The process for LP-led secondary deals typically involves:

1. Decision to Sell: LPs opt to sell their fund interests to achieve liquidity or rebalance their portfolios.

2. Engagement of Advisors: Investment banks or advisory firms are retained to manage the sale process and identify potential buyers.

3. Valuation and Due Diligence: Prospective buyers conduct thorough analyses of the fund's holdings to determine a fair purchase price, often negotiating discounts to NAV.

4. Transaction Execution: Upon agreement, the sale is executed, transferring the LP's interest to the buyer, who assumes the associated rights and obligations.

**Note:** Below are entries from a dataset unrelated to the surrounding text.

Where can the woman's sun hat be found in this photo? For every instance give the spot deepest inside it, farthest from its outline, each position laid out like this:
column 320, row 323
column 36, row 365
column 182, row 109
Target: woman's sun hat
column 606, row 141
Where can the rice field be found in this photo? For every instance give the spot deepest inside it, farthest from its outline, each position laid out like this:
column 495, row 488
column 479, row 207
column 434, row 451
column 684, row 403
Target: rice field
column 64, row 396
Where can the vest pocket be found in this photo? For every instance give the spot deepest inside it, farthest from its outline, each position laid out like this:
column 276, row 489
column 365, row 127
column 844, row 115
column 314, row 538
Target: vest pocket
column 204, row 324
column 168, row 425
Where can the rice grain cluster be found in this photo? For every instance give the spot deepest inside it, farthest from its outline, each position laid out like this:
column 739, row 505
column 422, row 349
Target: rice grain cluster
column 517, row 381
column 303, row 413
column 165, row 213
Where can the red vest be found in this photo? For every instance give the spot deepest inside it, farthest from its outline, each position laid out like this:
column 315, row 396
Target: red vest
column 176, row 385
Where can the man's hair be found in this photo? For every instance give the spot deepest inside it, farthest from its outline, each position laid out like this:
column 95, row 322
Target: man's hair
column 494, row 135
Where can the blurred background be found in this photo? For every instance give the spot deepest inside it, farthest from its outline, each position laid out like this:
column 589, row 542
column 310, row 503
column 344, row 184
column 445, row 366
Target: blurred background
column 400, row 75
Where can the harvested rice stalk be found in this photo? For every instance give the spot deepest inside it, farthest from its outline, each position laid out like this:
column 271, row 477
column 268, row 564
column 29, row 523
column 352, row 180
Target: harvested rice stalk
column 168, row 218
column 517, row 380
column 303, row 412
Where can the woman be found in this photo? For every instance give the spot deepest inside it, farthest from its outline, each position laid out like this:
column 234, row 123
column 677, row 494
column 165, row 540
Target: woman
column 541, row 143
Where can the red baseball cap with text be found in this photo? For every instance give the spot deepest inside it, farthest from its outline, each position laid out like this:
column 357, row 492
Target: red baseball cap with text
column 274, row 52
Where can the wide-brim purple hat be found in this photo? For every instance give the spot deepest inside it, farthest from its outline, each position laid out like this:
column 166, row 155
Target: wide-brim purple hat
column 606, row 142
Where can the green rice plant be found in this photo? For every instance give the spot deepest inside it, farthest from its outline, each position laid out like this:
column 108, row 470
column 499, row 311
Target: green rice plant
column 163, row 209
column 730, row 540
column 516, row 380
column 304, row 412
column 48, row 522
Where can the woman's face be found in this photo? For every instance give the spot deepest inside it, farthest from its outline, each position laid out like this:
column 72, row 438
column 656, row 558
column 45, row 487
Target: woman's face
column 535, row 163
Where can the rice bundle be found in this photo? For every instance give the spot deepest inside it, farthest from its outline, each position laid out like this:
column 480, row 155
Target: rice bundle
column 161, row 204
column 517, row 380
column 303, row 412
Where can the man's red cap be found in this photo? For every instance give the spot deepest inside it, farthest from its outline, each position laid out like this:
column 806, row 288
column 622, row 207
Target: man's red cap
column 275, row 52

5. Post-Transaction Integration: The new investor integrates into the fund's structure, participating in future distributions and decisions.

How GP-Led Transactions Work

GP-led secondary deals generally follow these steps:

1. Initiation: GPs, with the assistance of legal and financial advisors, propose a restructuring or extension of the fund's life.

2. Investor Approval: GPs seek consent from the Limited Partner Advisory Committee (LPAC) and other stakeholders to proceed with the proposed changes.

3. Asset Transfer: Assets are moved to a new Special Purpose Vehicle (SPV), creating a fresh investment vehicle for continued management.

4. Investor Options: Existing investors decide whether to reinvest in the new structure, sell their stakes, or exit entirely.

5. Capital Deployment: The new fund deploys additional capital to support portfolio companies, with the aim of enhancing returns.

Recent News

Ardian raised $30 Billion for their ninth secondaries fund, the largest secondaries fundraise in history (dakota)

Ex-Blackstone GP Stakes Global Head Forms PE Secondaries Firm (dakota)

Franklin Templeton, Lex Partners Launch Evergreen US Wealth PE Secondaries Fund (dakota)

Outlook

The outlook for the secondaries market remains strong, with sustained growth projected as investor demand for liquidity, diversification, and competitive pricing continues. With private equity firms and institutional investors looking for ways to optimize their portfolios in an evolving market, secondaries will likely play an increasingly central role in private equity investment strategies.

As private equity funds continue to grow in size and complexity, the secondaries market will evolve to provide more innovative solutions. The trend toward more customized, flexible secondary transaction structures is likely to continue, as investors look for tailored solutions that meet their unique liquidity and investment objectives.